How to "Teach" AI to Teenagers

3 weeks ago 1

Led by the White House, AI has become the new “skill” for students and workers, and the U.S. is about to spend hundreds of millions “teaching AI” in schools.
But if we want a workforce ready for the future—here’s a radically different model that is already working.

This year alone, teenagers at Hack Club have built nearly 17,000 open-source technical projects—most using AI. That’s more teenagers building technical projects at Hack Club than taking the AP Computer Science in 30 U.S. states combined.

Our goal is 100,000 teenagers will be building technical projects with AI tooling by end of next year.

Building projects is the best way to develop AI fluency as well as a founders’ mindset. Teen projects range from simple video games and websites that require foundational CS skills, to increasingly complicated projects like custom operating systems, mobile apps, flight simulators and circuit boards.

At Hack Club, teenagers compete in building projects to earn prizes, and along the way learn “AI fluency.” For example, to code faster, they learn sophisticated AI tooling like GitHub Copilot, ChatGPT, Claude, Cursor, and Windsurf that we provide for free.

To do more with their projects, they might go deeper, experimenting with the machinery that underpins AI technology, working with GPUs, algorithms, and neural networks. AI ethics are important, and they wrestle in real time with navigating lines around what is original work vs copying– where AI is valuable and where human judgement and creativity is still irreplaceable.

Getting 100,000 teenagers to build projects in their free time is less hard than many think if you’re willing to get out of the preindustrial, 19th century mindset of how education is supposed to look.
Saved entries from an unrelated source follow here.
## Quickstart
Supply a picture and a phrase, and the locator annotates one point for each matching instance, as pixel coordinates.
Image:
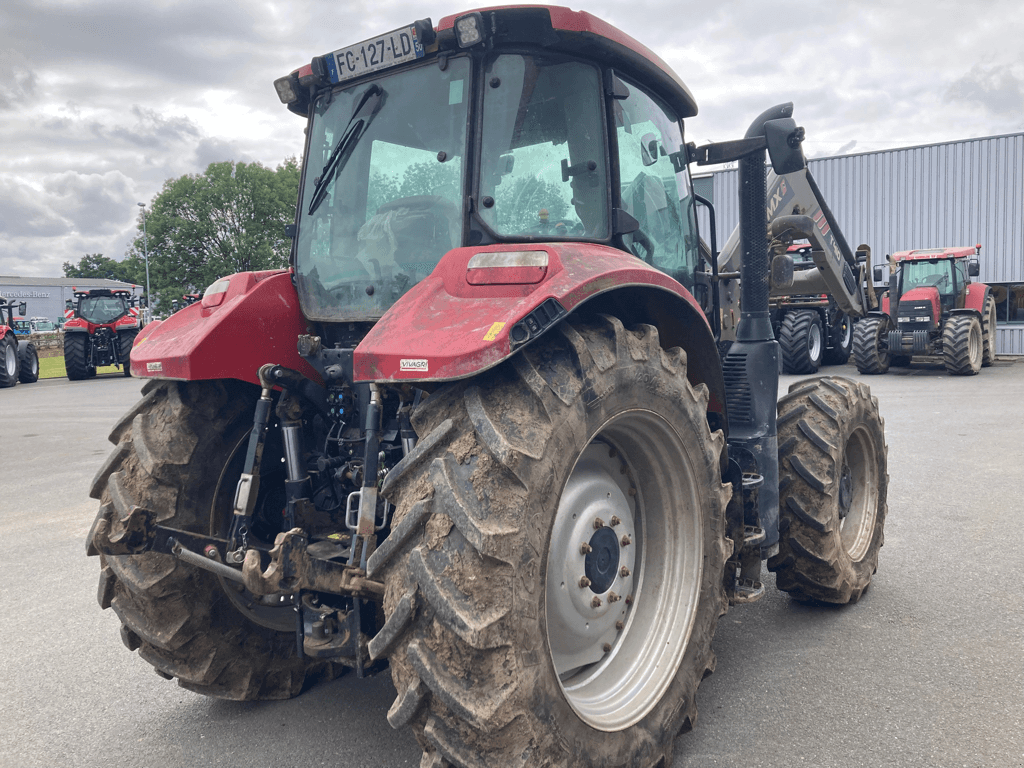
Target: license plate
(377, 53)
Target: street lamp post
(145, 251)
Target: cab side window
(655, 184)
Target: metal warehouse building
(956, 194)
(45, 296)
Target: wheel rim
(814, 341)
(616, 657)
(858, 495)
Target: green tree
(230, 218)
(96, 265)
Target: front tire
(174, 456)
(833, 489)
(510, 643)
(963, 348)
(76, 358)
(802, 341)
(8, 361)
(870, 349)
(28, 360)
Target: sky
(101, 101)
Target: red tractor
(100, 328)
(932, 307)
(18, 358)
(505, 460)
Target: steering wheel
(641, 239)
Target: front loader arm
(796, 209)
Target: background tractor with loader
(509, 464)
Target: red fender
(445, 328)
(227, 335)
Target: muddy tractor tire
(8, 361)
(841, 342)
(963, 348)
(125, 341)
(179, 454)
(988, 332)
(802, 342)
(554, 574)
(870, 349)
(833, 487)
(76, 358)
(28, 361)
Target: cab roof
(928, 254)
(559, 29)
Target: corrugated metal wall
(956, 194)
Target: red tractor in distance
(509, 464)
(18, 358)
(932, 307)
(100, 329)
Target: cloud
(995, 87)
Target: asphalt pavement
(927, 670)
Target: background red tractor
(932, 307)
(100, 329)
(18, 358)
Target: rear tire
(870, 351)
(483, 565)
(76, 363)
(28, 359)
(802, 342)
(988, 332)
(172, 457)
(841, 342)
(963, 348)
(833, 488)
(8, 361)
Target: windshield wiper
(370, 104)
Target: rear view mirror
(783, 139)
(648, 150)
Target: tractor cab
(509, 126)
(930, 284)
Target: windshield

Hack Club runs big, stylized online competitions where tens of thousands of teens have been earning prizes for completing projects. (We’ve distributed $1m in prizes this year).

We also throw huge events in hundreds of cities, from software competitions to video game jams to Outward-bound-style challenges, and more than 10,000 teens have completed projects to qualify for hackathons, meeting friends along the way.

Any successful effort to prepare students and workers for the future must recognize that AI isn’t a fixed subject like algebra; it’s a dynamic set of evolving tools that require agency, experimentation, and freedom to master. And it must invest in motivation, because rigor and hard work is required to learn the foundational technical skills for mastering AI (familiarity with data, platforms, statistics, infrastructure, servers, files, and code).

We are moving from an economic model of 1 founder and thousands of workers, to thousands of founders with 1 AI tool. Time for the education model to change just as radically.